Date Published: January 2, 2019
Publisher: Public Library of Science
Author(s): Guillermo E. Delmas, Sergio E. Lew, B. Silvano Zanutto, Yong Deng.
Cooperation is one of the most studied paradigms for the understanding of social interactions. Reciprocal altruism -a special type of cooperation that is taught by means of the iterated prisoner dilemma game (iPD)- has been shown to emerge in different species with different success rates. When playing iPD against a reciprocal opponent, the larger theoretical long-term reward is delivered when both players cooperate mutually. In this work, we trained rats in iPD against an opponent playing a Tit for Tat strategy, using a payoff matrix with positive and negative reinforcements, that is food and timeout respectively. We showed for the first time, that experimental rats were able to learn reciprocal altruism with a high average cooperation rate, where the most probable state was mutual cooperation (85%). Although when subjects defected, the most probable behavior was to go back to mutual cooperation. When we modified the matrix by increasing temptation rewards (T) or by increasing cooperation rewards (R), the cooperation rate decreased. In conclusion, we observe that an iPD matrix with large positive reward improves less cooperation than one with small rewards, shown that satisfying the relationship among iPD reinforcement was not enough to achieve high mutual cooperation behavior. Therefore, using positive and negative reinforcements and an appropriate contrast between rewards, rats have cognitive capacity to learn reciprocal altruism. This finding allows to infer that the learning of reciprocal altruism has early appeared in evolution.
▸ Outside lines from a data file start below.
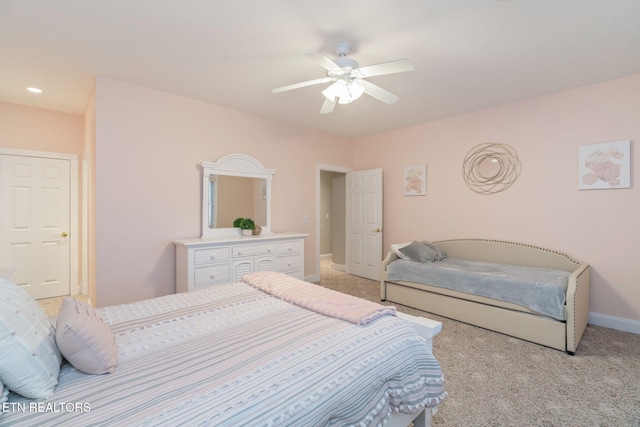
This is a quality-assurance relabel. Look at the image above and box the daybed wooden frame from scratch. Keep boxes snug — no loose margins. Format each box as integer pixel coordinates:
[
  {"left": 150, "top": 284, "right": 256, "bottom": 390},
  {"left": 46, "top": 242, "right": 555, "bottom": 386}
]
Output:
[{"left": 380, "top": 239, "right": 590, "bottom": 355}]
Altruism is a behavior by an individual that may be to his disadvantage but benefits others individuals. At first sight, Darwin’s natural selection theory does not explain altruistic behavior. Theories have been proposed to account altruist behavior: kin selection , group selection and reciprocal altruism  among others. In the reciprocal altruism theory, the loss experienced by an individual for being altruist returns later on behalf of the reciprocal partner. Thus, in the long term, being altruist becomes the most useful strategy. In this regard, Triver’s theory of reciprocal altruism explains how natural selection favors reciprocal altruism between non-related individuals. Perhaps the most insightful example of such behavior is the one observed among vampire bats, where individuals share blood with others who have previously shared their food .
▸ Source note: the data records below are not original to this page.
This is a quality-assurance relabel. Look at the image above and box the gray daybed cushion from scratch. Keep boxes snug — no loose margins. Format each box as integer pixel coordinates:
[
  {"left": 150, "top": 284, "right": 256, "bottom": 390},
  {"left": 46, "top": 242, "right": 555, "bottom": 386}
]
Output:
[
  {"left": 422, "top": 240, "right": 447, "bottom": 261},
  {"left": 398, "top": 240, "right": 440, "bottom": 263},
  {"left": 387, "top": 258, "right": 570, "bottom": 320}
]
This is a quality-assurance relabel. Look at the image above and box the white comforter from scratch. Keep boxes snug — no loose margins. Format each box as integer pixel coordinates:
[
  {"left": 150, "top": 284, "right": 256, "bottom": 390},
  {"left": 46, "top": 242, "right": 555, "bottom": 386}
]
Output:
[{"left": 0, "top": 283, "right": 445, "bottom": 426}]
We trained twelve rats in iPD against an opponent that plays Tit for tat strategy. Tit for tat is based on two simple rules: to cooperate in the first trial and, in the following, to do what the other player (opponent) did in the last trial. Fig 1A shows a schema of the different choices a subject can do in each trial. Thus, when the subject cooperates, it receives one pellet (PR) or eight seconds timeout (PS) depending on whether the opponent choice was to cooperate or to defect. On the other hand, when the subject defects, it receives 2 pellets (PT) or four seconds timeout (PP), according to whether the opponent choice was to cooperate or to defect respectively. The criteria for cooperation was an established preference for pressing C lever (cooperation) over D lever (defection) in more than 60% of the trials for five or more consecutive sessions. Eight out of twelve animals learned to cooperate (cooperation rate 0.86 ± 0.05, mean ± s.e.m), reaching criteria in 30 ± 4 sessions (mean ± s.e.m). In Fig 1B, we show the mean cooperation levels for those animals during the last twenty three sessions before reaching criteria. The inset in Fig 1B shows the mean cooperation level for each animal during the last five training sessions. As a consequence of the increase in cooperation levels, the average total timeout per session decreased as training progressed (0.23 ± 0.08, mean ± sem, see Fig 1C).
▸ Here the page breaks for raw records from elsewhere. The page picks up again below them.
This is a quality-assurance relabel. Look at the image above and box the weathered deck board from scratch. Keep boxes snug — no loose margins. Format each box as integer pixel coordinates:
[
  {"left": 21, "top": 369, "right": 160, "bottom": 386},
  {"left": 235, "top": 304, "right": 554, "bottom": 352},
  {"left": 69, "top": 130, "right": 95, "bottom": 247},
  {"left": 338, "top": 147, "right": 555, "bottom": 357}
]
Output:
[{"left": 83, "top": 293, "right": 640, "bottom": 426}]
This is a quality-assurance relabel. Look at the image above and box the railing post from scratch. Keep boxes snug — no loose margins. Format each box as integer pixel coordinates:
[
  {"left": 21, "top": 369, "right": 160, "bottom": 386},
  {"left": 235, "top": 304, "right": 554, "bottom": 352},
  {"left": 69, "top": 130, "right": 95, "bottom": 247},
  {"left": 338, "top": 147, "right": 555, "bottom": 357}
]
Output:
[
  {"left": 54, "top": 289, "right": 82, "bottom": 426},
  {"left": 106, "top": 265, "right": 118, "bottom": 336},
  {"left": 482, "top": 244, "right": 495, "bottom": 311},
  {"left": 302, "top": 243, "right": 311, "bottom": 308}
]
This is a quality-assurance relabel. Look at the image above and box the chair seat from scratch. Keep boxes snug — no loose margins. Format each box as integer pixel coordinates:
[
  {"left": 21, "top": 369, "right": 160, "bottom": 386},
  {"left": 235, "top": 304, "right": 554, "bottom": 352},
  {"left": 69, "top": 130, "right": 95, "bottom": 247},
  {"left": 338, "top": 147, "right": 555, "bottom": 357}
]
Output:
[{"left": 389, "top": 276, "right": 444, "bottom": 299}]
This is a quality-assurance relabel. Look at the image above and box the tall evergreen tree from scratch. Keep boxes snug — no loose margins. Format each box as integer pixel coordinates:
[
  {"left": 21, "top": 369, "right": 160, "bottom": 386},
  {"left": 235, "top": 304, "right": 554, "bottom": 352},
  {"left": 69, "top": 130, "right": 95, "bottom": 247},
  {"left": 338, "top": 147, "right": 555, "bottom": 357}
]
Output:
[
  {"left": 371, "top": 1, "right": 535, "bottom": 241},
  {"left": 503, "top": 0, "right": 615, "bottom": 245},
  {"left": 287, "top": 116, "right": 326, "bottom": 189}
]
In this work, we study the contrasted role between reinforcements in the learning of reciprocal altruism learning in rats. Traditionally, reciprocal altruism is achieved by playing the iterated prisoner’s dilemma game (iPD) when an experimental subject is confronted to a reciprocal opponent. The payoff matrix used has positive and negative reinforcements with high contrasted between positive and negative pairs and also uses discriminating amount of reinforcements [25, 26]. In our experiment, pellets were used as positive reinforcements, and timeout as negative reinforcement. In this way, the positive and negative reinforcements acted as strengtheners of mutual cooperation behavior likelihood . Our results show for the first time high levels of cooperation (86,11%) and mutual cooperation (76,32%) in iPD, (see Fig 1B). Previous published works have taught reciprocity using iPD game, showing that animals prefer short-term benefits or only improve a poor level of cooperation [4, 9, 20, 29, 30]. In other works, authors employed a special treatment to enhance cooperation preference [10, 23, 31, 32]. A possible explanation is that using standard matrices (for example: PT = 6, PR = 4, PP = 1, PS = 0), animals were not able to discriminate between the amount of reinforcement obtained in the long-term in comparison to short-term . For example, if a rat played four sessions [C C C C] he would get 16 pellets, and if played [C D D D] he would get 12 pellets. In our experiment, rats using the same choices earn 4 pellets and no timeout in the first case, and 3 pellets plus a 16 seconds timeout in the second case.